Paul Pogba. / CARL RECINE / REUTERS

Chronique. « On n’est pas prêt pour Paul Pogba en France. » L’opinion d’Olivier Dacourt, ancien footballeur et consultant du Canal Football Club, tombe après la diffusion du troisième épisode de la série d’entretiens intitulée Pogba Mondial. Le joueur de Manchester United, filmé par Canal Plus au premier étage de la tour Eiffel, y apparaît dans un costume intégralement bordeaux, chaussures bicolores assorties, et avec son exubérance habituelle.

La remarque d’Olivier Dacourt a quelque chose d’un mot d’excuse auprès des téléspectateurs, comme si personne ne doutait que cette séquence de huit minutes allait inévitablement raviver les exaspérations. La mise en scène de la « Pogsérie » ne fait pas dans la dentelle, et sur les réseaux sociaux, on a inévitablement invoqué la « gêne ».

Dans son premier épisode, diffusé à la fin de février, le joueur faisait visiter sa « PogHouse », équipée d’un aquarium géant, d’un PogCinéma, d’un PogCorner avec distributeur de sucreries, d’une PP Arena pour taper le ballon entre quatre murs ou encore d’une salle de billard. « C’est mon kif », lançait Pogba, peu enclin à mettre des filtres entre son mode de vie et le public : il se disait là pour « parler de tout ce [qu’il] aime », « en mode naturel », « en mode Floyd Mayweather [boxeur américain connu pour ses provocations], un peu show off ».

Dans son propre rôle

La contradiction entre ce « naturel » et un si grand degré de mise en scène de soi-même n’en est pas vraiment une, si l’on comprend où sont ses références. Plutôt outre-Atlantique, du côté des basketteurs et des rappeurs américains — héros récurrents de l’émission « MTV Scribs », créée au début des années 2000, qu’évoque irrésistiblement la visite guidée du Pogdomicile. Le trashtalking (provocations verbales) fait également partie des mœurs des sports américains, qui accordent une prime aux ego les plus extravagants.

Pogba ne veut pas transiger sur l’image qu’il veut donner de lui. Il la contrôle en refusant quasiment toutes les sollicitations de journalistes (ce qui contribue à un ressentiment diffus) pour communiquer au travers des réseaux sociaux et de ses sponsors, ou dans un cadre très balisé. Mais, à contrepied de l’expression lisse de nombreux footballeurs, il veut jouer son propre rôle. Tant pis s’il peine à distinguer sa personnalité de son personnage : « On me demande d’être un peu plus sérieux. J’y arrive pas. Je suis trop moi, je suis toujours moi… La Pioche, quoi. »

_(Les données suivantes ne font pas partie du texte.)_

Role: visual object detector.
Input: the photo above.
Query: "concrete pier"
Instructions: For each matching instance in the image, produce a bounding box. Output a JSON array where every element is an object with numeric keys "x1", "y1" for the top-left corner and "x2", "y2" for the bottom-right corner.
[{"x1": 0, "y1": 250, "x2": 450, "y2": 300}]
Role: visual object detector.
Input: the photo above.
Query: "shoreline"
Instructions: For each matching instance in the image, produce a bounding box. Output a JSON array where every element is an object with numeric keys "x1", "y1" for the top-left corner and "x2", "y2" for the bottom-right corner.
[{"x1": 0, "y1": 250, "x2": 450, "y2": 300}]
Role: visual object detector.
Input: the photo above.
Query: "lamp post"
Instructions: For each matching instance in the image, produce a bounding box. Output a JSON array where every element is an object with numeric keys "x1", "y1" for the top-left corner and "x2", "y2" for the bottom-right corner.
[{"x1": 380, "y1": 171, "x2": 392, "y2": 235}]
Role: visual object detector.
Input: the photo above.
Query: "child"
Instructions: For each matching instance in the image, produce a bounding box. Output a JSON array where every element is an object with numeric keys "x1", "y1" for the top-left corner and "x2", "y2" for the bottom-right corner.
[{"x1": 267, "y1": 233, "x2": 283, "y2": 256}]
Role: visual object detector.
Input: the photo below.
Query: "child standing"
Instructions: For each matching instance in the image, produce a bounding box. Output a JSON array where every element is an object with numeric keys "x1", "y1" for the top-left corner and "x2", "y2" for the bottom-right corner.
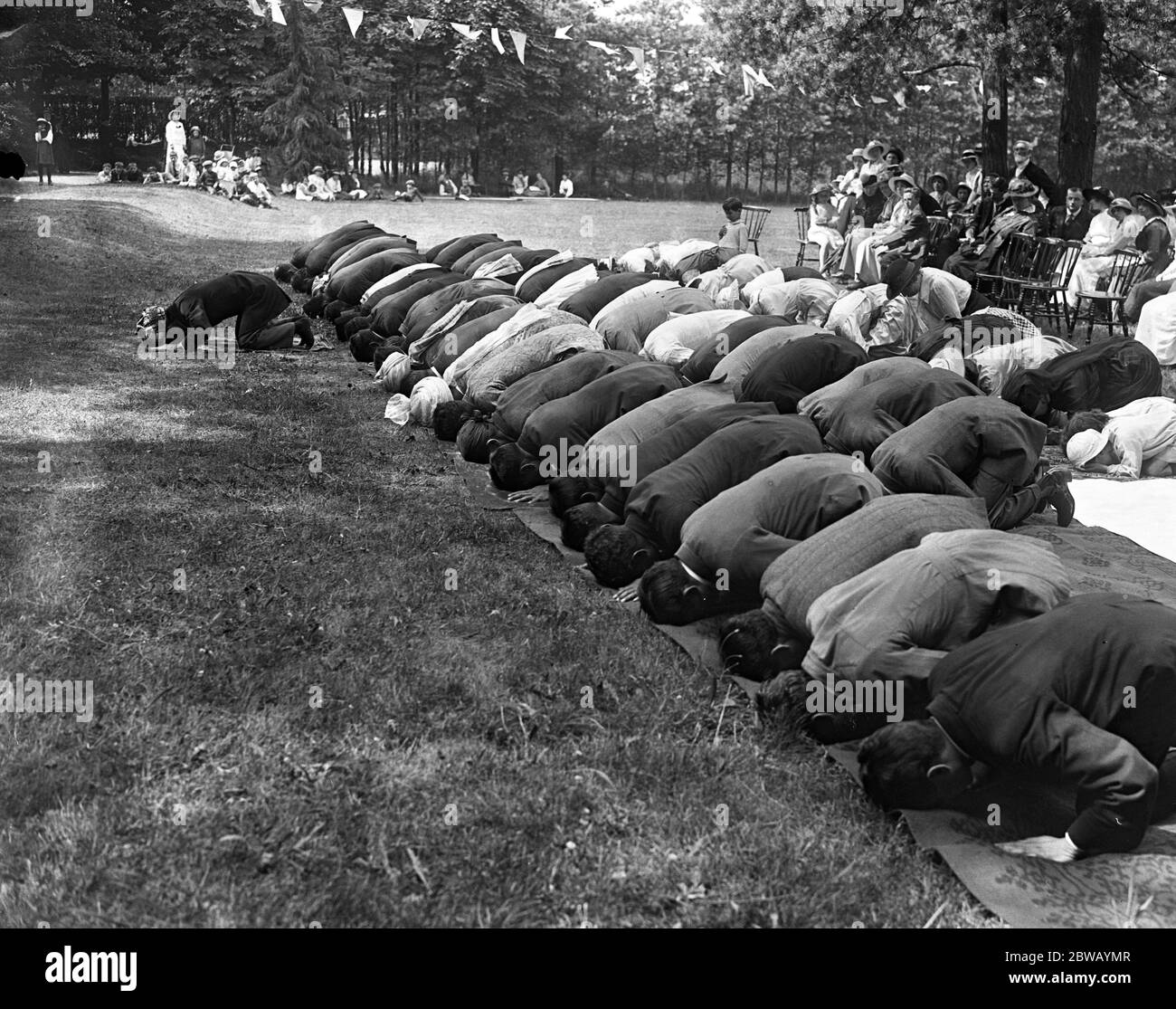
[{"x1": 34, "y1": 117, "x2": 56, "y2": 186}]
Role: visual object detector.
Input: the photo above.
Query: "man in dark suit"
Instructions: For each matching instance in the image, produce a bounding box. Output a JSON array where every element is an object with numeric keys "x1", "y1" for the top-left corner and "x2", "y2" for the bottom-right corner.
[
  {"x1": 1009, "y1": 140, "x2": 1062, "y2": 207},
  {"x1": 1049, "y1": 186, "x2": 1094, "y2": 243}
]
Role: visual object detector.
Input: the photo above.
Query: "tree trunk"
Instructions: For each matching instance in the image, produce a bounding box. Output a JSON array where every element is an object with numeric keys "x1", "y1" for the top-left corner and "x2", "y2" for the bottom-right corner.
[{"x1": 1057, "y1": 0, "x2": 1106, "y2": 186}]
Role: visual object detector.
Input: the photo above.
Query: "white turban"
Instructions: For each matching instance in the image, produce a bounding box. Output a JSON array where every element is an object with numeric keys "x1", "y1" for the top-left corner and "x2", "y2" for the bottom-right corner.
[{"x1": 409, "y1": 376, "x2": 453, "y2": 427}]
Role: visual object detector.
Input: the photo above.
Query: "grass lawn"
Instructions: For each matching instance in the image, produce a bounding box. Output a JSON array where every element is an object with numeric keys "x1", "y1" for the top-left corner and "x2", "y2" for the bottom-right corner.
[{"x1": 0, "y1": 180, "x2": 996, "y2": 928}]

Cette confusion traduit aussi le fait que Pogba est une marque et un excellent produit sur le marché des footballeurs, même si ce n’est pas dans la catégorie des héros fédérateurs. Car il prend le risque de ne pas plaire à tout le monde, de payer sa spontanéité par des maladresses et des réactions de désapprobation. Dans ce troisième épisode, les questions l’amènent sur ce terrain, et Pogba assume tout : ses ambitions, ses vêtements, sa coiffure, ses blagues de gamin, sa joie d’être un footballeur…

Sans complexe

Cette revendication de personnalité se heurte frontalement à l’exemplarité désormais exigée des internationaux — sommés de ne plus susciter de scandales, mais aussi de chanter La Marseillaise et de se montrer bons garçons. Pogba, comme d’autres, n’entre pas dans le moule implicitement défini. Il veut afficher sans complexe des codes que l’on assimile à ceux de la jeunesse des « quartiers », et que l’on voudrait disqualifier. Lui refuse de faire profil bas.

Ce joueur singulier nous pose une question : accepte-t-on que les internationaux expriment leur identité et qu’elle puisse irriter, est-on prêt à ne plus exiger d’eux une conformité à des normes qui, pour être dominantes, ne sont pas pour autant celles de tous ? D’autant qu’au-delà des fanfaronnades, il dit considérer le Ballon d’or comme un rêve plus que comme un objectif, admet ne pas avoir confirmé toutes les attentes, affirme un attachement à l’équipe de France dont on n’a pas de raisons de douter.

A vingt-cinq ans, sous le maillot des Red Devils comme sous celui des Bleus, Paul Pogba a alterné les coups d’éclat et les grands matchs avec des prestations encore loin de son statut présumé. Il porte à sa façon le poids de son immense talent, de son exposition médiatique, d’un transfert qui fut un record il y a deux saisons, des responsabilités qui en sont le lot, des détestations qui en sont la résultante. Quand il dit que les haters lui « donnent de la force », on doit se rappeler que les grands ego carburent souvent à la provocation, à l’irrévérence et au goût de l’adversité. Lui sait bien que c’est sur le terrain qu’on finira par le juger.